In the federal archives at Fort Worth, Texas, is a lengthy transcript of the hearings held in U.S. Court at Fort Smith, Arkansas, in late February and early March of 1889, to determine if evidence of his guilt was sufficient to bring one “Edgar A. Watson” before a grand jury on a murder charge. From this transcript, together with reports from the local newspapers and some speculative testimony winnowed from the literature on the life and death of Maybelle Shirley Reed, one may assume that the “E. A. Watson” accused in Oklahoma was none other than the “E. J. Watson” gunned down in Florida two decades later. Whether or not he was guilty of Belle Starr’s death may never be known, but it should be noted that many if not most of her acquaintances disliked the victim and that almost as many were suspected of her death by her various authors.
What can we conclude about his years on the frontier apart from the widespread allegation that Watson was “the Man Who Killed Belle Starr”? At least three of Mrs. Starr’s biographers declare that after his departure from Oklahoma, Watson was convicted of horse theft in Arkansas and sentenced to fifteen years in the penitentiary and that he was killed while resisting capture after an escape. (Here as elsewhere they follow the lead of Hell on the Border, published within six years of Belle Starr’s death and considerably more accurate than many of the subsequent accounts, despite its premature report of Watson’s end.)
Watson’s destination after his escape from the Arkansas penitientary remains unknown, though he later related that he headed west to Oregon, where he was set upon by enemies in a night raid on his cabin. Obliged to take a life, possibly two, he fled back east. Another account states that on his way to Oklahoma, Ed Watson passed through Georgia, where he killed three men in a fracas. Like the many false rumors from South Carolina and Florida, these seem to be “tall tales” unsupported by separate testimony or even anecdotes within the family.

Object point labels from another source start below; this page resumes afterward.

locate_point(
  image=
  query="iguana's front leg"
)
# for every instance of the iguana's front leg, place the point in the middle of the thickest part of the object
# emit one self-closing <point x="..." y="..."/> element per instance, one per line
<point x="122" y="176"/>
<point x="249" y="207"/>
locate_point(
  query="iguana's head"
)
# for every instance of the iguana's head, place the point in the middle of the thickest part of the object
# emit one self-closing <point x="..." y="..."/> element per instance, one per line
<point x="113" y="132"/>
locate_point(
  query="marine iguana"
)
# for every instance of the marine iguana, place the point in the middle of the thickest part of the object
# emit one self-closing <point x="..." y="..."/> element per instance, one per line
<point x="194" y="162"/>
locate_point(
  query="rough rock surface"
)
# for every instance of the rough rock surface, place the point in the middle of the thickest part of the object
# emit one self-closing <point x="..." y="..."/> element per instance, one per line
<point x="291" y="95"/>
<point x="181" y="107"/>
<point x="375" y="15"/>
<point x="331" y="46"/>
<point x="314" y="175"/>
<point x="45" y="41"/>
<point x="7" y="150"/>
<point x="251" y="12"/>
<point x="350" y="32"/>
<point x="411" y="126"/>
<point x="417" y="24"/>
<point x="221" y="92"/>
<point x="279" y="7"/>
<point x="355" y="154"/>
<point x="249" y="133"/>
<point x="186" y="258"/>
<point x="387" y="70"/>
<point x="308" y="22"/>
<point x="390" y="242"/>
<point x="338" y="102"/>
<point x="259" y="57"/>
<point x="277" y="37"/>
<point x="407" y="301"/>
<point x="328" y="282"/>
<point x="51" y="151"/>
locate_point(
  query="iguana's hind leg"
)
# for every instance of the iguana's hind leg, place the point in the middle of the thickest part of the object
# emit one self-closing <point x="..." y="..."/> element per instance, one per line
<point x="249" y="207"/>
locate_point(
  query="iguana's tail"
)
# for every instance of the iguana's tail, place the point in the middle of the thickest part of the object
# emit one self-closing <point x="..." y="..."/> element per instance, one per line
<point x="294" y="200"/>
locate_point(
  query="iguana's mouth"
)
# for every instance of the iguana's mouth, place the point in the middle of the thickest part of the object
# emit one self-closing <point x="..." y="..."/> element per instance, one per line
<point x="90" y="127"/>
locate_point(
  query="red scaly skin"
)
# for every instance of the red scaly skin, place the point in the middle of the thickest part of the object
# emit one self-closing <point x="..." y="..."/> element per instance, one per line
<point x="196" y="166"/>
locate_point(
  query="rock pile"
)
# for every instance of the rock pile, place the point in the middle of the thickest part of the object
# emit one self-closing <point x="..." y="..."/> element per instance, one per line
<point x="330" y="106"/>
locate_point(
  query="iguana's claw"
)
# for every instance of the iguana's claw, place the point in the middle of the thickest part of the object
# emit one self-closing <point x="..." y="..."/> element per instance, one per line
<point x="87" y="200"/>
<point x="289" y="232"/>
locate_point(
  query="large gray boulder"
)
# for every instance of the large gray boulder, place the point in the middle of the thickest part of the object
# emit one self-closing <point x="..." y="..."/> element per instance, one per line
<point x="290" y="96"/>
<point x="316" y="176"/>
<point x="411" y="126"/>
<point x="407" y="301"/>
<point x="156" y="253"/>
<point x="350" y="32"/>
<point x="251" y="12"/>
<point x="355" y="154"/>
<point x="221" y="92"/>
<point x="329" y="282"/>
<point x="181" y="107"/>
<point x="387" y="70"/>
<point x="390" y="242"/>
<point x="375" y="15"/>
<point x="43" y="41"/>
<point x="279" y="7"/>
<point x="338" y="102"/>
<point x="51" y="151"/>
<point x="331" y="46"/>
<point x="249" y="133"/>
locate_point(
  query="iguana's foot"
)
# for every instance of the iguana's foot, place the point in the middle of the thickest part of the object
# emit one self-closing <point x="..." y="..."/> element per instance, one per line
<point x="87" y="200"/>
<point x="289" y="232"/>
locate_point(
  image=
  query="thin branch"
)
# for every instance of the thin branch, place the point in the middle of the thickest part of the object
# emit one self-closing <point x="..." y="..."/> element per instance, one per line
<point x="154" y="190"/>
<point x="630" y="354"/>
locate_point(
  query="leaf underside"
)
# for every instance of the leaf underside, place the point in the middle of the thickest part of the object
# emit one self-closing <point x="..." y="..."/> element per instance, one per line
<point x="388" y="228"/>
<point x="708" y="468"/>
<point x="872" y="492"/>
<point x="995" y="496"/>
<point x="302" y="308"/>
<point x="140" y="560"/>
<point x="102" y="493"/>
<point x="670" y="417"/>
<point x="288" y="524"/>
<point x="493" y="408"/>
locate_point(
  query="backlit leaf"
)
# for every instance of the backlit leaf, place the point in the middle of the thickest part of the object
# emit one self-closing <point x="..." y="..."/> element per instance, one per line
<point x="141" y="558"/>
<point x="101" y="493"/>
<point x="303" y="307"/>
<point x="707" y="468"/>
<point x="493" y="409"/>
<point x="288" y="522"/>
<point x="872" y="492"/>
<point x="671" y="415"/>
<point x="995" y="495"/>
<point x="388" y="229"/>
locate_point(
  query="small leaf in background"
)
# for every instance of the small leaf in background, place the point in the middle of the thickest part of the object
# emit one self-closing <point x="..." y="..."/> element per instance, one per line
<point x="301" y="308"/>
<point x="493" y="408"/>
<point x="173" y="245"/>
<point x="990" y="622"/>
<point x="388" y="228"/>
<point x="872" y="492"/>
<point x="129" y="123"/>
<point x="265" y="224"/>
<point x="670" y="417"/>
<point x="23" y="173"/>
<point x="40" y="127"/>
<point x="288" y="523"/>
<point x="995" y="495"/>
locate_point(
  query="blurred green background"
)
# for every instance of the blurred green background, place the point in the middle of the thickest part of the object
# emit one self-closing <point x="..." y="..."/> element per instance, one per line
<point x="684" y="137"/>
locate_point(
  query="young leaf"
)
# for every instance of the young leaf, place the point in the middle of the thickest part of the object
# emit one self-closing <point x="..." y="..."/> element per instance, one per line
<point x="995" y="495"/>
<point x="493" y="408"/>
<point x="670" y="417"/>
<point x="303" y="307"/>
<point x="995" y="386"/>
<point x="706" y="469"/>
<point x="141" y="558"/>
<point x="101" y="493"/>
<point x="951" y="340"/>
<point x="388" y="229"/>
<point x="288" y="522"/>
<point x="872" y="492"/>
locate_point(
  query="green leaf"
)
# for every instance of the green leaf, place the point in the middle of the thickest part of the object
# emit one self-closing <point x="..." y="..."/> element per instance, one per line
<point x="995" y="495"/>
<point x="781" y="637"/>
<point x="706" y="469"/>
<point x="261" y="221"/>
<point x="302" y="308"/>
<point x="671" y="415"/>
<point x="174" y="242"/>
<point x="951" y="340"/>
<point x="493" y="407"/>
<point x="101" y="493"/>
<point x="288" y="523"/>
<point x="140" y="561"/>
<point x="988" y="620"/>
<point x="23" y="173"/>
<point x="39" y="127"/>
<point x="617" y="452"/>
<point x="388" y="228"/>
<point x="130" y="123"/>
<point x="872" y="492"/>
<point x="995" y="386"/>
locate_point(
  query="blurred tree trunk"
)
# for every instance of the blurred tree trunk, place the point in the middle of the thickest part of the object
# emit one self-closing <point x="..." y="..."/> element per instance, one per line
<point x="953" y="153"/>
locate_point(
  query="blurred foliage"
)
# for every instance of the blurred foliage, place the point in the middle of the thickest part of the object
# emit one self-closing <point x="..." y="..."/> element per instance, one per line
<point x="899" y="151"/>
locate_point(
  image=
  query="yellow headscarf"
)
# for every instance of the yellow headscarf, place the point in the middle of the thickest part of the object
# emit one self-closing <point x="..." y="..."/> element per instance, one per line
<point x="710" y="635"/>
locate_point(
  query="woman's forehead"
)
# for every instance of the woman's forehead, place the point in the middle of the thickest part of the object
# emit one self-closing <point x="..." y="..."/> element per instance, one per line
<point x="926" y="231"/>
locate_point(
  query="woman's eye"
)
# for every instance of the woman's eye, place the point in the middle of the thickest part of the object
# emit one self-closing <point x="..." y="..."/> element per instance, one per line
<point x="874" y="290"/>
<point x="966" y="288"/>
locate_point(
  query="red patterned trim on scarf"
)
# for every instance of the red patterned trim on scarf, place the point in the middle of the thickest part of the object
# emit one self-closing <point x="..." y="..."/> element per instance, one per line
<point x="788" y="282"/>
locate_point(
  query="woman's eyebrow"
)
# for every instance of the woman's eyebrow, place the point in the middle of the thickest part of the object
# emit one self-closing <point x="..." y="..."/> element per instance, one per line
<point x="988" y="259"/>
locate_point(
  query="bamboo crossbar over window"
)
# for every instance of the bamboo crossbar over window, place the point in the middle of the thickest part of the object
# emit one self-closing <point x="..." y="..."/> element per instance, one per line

Ed Watson reappears in Florida in the early nineties, in a shooting at Arcadia in DeSoto County in which, by his own account, he slew a “bad actor” named Quinn Bass. In the rough frontier justice of that region, our subject was permitted to pay his way out of his difficulties, according to one of Belle Starr’s hagiographers, who asserts that “a mob stormed the jail, determined to have Watson, but the sheriff beat them off.” In a different account, outlaws Watson and Bass disputed the spoils of a marauding expedition whereupon Bass was shot dead through the neck.
Though E. J. Watson (as a fugitive, he appears to have changed his middle initial) is rarely identified as an outlaw, it should be noted that in the nineties, range wars, cattle rustling, and general mayhem were rife in De Soto County, and gunmen and bushwhackers from the West found steady work. It is also true that Watson turned up at Chokoloskee Bay not long thereafter with enough cash to buy a schooner, despite his reported recompense to the Bass family for the loss of Quinn. Considering that he was penniless when sent to the penitentiary and without known income or employment after his escape, one can only speculate where that cash might have come from.
In his first years in southwest Florida, Mr. Watson assaulted Adolphus Santini of Chokoloskee in an altercation in a Key West auction house; this knife attack, which did not prove fatal, was also taken care of with a money settlement considered very substantial for that period. Again, our subject’s source of funds after long years as a fugitive remains mysterious. One cannot dismiss the possibility that from the time of his prison escape in Arkansas until he took refuge in the Ten Thousand Islands, E. J. Watson made his living as an outlaw.